Samosas are very popular street food in Pakistan and you can buy them almost anywhere, in special samosa shops where you can sit and eat them, covered with a delicious imli (tamarind) sauce, or with a different sauce (called ‘chutney’ here) such as a mint sauce.. They are one of the foods served to break the fast during Ramadan and are frequently served with pakoras.
What are samosas? They are stuffed savoury pastries and may be stuffed with potatoes, which is most common and the recipe given here, or they can be stuffed with minced (ground) beef and peas, or with chicken, or a mixture of vegetables.
2 cups fine flour (maida), sifted
2 tsps oil
warm water to mix
1 egg, beaten to seal pastry
3-4 potatoes depending on size
3 green chillies, finely chopped
1 onion chopped into small pieces
½ tsp ginger root, finely chopped
1 tbsp fresh coriander leaves, shredded finely
1 tbsp mint leaves, finely shredded
1 tbsp anar dana (dried pomegranate seeds), soaked for 15 mins before using
1 tsp cumin seeds
1 tsp garam masala
1 tsp coriander seeds
1 tsp turmeric
oil for deep frying
Now roll them into rounds of 6 inches and cut in the middle.
Boil the potatoes peeled and whole then leave them to cool and mash them with all the other ingredients.
Beat the egg and use to seal two sides of each cone of pastry.

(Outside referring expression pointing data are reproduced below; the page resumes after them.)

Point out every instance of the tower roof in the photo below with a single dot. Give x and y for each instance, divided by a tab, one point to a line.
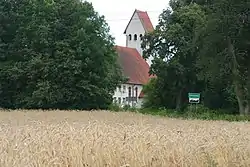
145	20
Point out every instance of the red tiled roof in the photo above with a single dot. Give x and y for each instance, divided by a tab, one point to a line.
133	65
145	20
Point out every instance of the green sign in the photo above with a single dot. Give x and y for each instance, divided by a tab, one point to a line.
194	97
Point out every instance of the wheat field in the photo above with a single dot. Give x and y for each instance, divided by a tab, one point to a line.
106	139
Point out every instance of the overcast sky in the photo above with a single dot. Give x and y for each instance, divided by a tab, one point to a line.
118	13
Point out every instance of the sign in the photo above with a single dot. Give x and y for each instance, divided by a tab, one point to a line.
194	97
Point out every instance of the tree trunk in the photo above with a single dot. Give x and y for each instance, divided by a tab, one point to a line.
178	100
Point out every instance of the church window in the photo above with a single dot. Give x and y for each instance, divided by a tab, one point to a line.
135	37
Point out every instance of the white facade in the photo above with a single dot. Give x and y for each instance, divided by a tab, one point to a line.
128	94
134	32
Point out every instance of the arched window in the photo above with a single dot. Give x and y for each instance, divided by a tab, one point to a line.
140	36
129	92
135	37
130	37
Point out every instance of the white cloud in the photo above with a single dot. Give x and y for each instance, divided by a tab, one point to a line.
118	13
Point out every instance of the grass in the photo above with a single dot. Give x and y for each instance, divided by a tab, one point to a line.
119	139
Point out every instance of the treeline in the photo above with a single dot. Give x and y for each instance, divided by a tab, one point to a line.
201	46
55	54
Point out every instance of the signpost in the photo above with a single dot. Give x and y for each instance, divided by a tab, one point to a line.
194	98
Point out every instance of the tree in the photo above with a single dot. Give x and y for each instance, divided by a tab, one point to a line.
173	47
55	54
226	46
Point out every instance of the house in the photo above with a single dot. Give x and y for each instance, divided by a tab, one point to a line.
133	66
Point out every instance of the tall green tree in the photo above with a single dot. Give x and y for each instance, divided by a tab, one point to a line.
55	54
173	47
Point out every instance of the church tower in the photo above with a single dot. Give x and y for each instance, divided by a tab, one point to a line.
138	26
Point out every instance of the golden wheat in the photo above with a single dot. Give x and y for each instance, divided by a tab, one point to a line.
100	139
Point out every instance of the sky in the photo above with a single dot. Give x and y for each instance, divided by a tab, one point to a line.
118	13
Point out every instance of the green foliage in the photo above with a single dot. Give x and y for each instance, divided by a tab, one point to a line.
55	54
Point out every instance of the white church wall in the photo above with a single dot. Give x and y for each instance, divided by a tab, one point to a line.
121	95
135	28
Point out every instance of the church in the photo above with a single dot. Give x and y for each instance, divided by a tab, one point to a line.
133	66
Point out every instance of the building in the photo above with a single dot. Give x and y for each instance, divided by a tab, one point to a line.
134	67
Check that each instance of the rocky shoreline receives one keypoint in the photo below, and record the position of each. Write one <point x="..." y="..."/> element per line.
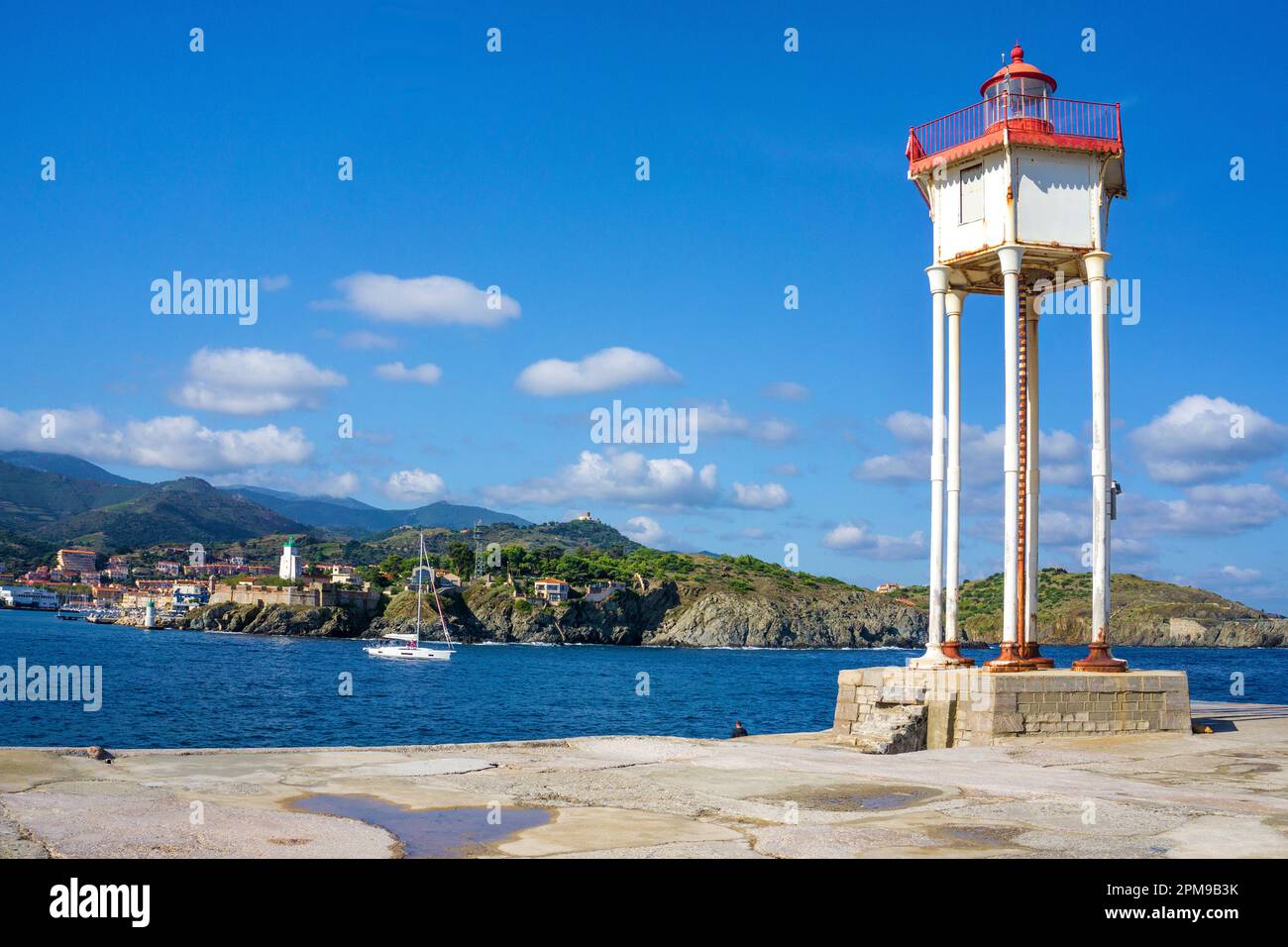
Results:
<point x="681" y="615"/>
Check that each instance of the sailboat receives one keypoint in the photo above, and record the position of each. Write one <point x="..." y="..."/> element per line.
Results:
<point x="407" y="646"/>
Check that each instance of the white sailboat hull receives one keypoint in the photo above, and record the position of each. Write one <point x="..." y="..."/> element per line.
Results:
<point x="408" y="654"/>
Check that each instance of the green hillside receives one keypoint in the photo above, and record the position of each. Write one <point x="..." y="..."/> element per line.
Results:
<point x="184" y="510"/>
<point x="1064" y="603"/>
<point x="31" y="499"/>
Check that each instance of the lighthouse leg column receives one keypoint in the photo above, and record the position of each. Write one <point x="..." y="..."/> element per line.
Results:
<point x="1010" y="657"/>
<point x="953" y="305"/>
<point x="1033" y="488"/>
<point x="934" y="656"/>
<point x="1099" y="657"/>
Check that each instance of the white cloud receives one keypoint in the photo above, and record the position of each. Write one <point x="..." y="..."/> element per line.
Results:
<point x="273" y="283"/>
<point x="1202" y="440"/>
<point x="426" y="373"/>
<point x="175" y="442"/>
<point x="901" y="468"/>
<point x="413" y="486"/>
<point x="1061" y="457"/>
<point x="1240" y="577"/>
<point x="787" y="390"/>
<point x="644" y="530"/>
<point x="423" y="300"/>
<point x="253" y="381"/>
<point x="1205" y="510"/>
<point x="362" y="339"/>
<point x="859" y="540"/>
<point x="606" y="369"/>
<point x="622" y="476"/>
<point x="769" y="496"/>
<point x="910" y="427"/>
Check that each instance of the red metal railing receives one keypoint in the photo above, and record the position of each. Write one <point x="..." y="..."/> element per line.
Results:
<point x="1039" y="114"/>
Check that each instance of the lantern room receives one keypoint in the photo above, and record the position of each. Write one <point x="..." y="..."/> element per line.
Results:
<point x="1018" y="166"/>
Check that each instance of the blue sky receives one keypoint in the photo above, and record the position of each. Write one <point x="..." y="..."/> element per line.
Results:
<point x="518" y="170"/>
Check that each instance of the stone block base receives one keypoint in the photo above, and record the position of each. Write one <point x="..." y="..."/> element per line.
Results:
<point x="973" y="707"/>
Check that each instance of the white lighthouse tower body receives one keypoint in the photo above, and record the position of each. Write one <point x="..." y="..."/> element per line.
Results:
<point x="1019" y="187"/>
<point x="290" y="564"/>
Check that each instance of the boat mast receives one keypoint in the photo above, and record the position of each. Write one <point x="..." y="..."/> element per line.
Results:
<point x="420" y="586"/>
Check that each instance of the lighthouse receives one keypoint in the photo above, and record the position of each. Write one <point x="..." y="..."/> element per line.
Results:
<point x="288" y="566"/>
<point x="1018" y="185"/>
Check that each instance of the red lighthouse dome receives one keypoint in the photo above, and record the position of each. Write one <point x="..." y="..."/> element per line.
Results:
<point x="1018" y="76"/>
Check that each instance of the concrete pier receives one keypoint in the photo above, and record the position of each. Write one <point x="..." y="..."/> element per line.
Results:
<point x="1133" y="795"/>
<point x="970" y="706"/>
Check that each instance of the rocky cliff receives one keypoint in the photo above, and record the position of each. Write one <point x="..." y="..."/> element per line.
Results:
<point x="273" y="620"/>
<point x="673" y="613"/>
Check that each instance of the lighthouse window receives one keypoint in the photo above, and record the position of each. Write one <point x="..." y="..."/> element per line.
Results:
<point x="971" y="189"/>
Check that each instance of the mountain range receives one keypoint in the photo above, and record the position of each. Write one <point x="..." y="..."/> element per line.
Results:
<point x="59" y="499"/>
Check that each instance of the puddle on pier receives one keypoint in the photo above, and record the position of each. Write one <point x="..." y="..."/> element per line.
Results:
<point x="456" y="832"/>
<point x="855" y="797"/>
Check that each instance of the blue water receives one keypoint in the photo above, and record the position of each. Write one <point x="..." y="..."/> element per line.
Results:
<point x="192" y="688"/>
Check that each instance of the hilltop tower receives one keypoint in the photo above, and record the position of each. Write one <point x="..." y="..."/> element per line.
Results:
<point x="288" y="567"/>
<point x="1019" y="187"/>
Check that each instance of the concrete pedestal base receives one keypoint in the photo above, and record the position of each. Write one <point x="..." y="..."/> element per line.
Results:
<point x="974" y="707"/>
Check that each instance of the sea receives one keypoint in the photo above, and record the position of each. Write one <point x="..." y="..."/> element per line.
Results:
<point x="167" y="688"/>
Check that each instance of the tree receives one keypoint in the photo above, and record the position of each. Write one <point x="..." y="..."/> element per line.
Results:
<point x="460" y="557"/>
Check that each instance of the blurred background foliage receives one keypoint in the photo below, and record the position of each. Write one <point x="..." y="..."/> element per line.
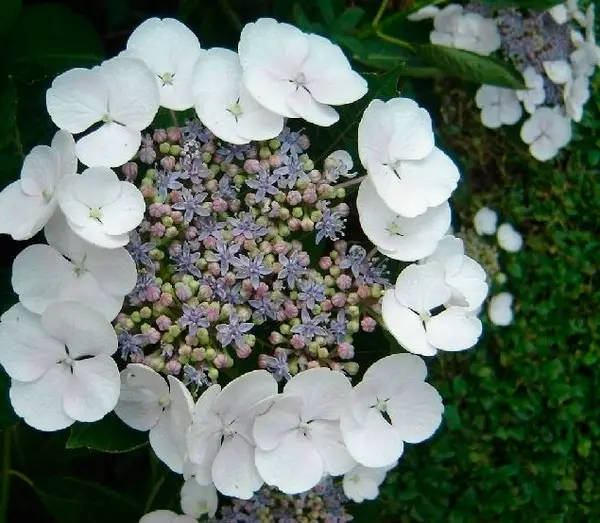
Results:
<point x="519" y="439"/>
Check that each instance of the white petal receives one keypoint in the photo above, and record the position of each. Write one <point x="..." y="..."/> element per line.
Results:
<point x="93" y="389"/>
<point x="372" y="442"/>
<point x="416" y="412"/>
<point x="405" y="326"/>
<point x="422" y="287"/>
<point x="40" y="403"/>
<point x="110" y="145"/>
<point x="454" y="329"/>
<point x="26" y="350"/>
<point x="234" y="472"/>
<point x="293" y="467"/>
<point x="197" y="500"/>
<point x="77" y="99"/>
<point x="84" y="331"/>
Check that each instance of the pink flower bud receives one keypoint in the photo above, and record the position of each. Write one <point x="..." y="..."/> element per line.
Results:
<point x="368" y="324"/>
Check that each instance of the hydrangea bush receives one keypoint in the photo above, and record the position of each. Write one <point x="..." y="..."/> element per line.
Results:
<point x="196" y="279"/>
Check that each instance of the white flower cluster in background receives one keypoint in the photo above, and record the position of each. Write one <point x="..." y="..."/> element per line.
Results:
<point x="555" y="51"/>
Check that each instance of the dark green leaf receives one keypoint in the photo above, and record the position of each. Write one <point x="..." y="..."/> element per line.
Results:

Fill the cone with the filling and seal the end with the egg again.
Heat the oil for deep-frying and when hot enough to fry chips or French fries, lower the samosas into it a batch at a time so that they cook evenly.
Fry until the pastry is golden brown, remove from the oil and drain on absorbent paper.
Serve with chutney (sauce).
This has Taste and is a Treat.
PAKORA:what is pakora?
These are popular snacks in Pakistan and northern India, and are easy to make. People serve them to unexpected guests washed down with cups of tea, as the ingredients are readily available in subcontinental kitchens. You can make them with aubergines (eggplants), or potatoes, but the most important ingredient is the chickpea flour, or besan as it is called. You can grind your own from dried chickpeas if you can’t buy it at your local supermarket.
People enjoy eating these while sitting on their verandahs or balconies, and watching the rain in the monsoon season.
250 gr chickpea flour (besan)
2 medium onions, finely chopped
100 gr spinach, washed thoroughly, dried and finely shredded
6 green chillies, very finely chopped
1 tbsp cumin seeds
1 tsp garam masala (see our recipe)
1 tsp coriander seeds, lightly crushed
1 tsp turmeric
1 tbsp dried thyme
1 tbsp dried mint
1 handful fresh coriander leaves, finely shredded
1 tbsp dried pomegranate seeds, soaked in water for 5 mins before using
¾ cup water
salt and pepper
oil for deep frying
Put the chickpea flour along with the vegetables, spices and herbs into a large mixing bowl. Slowly add the water and knead until everything is evenly mixed. If you feel you need a little more water add some, but not too much.
Heat the oil in a frying pan or deep-fryer and when it starts to bubble, take a tbsp of the mixture and drop it into the pan. Continue doing this until you have a layer of Pakora and fry until they are lightly browned on all sides. Remove from the pan and drain on absorbent paper while cooking the next batch. Keep warm (in a preheated oven) until they are all cooked.
Serve with our mint and yoghurt sauce and the traditional cup of tea.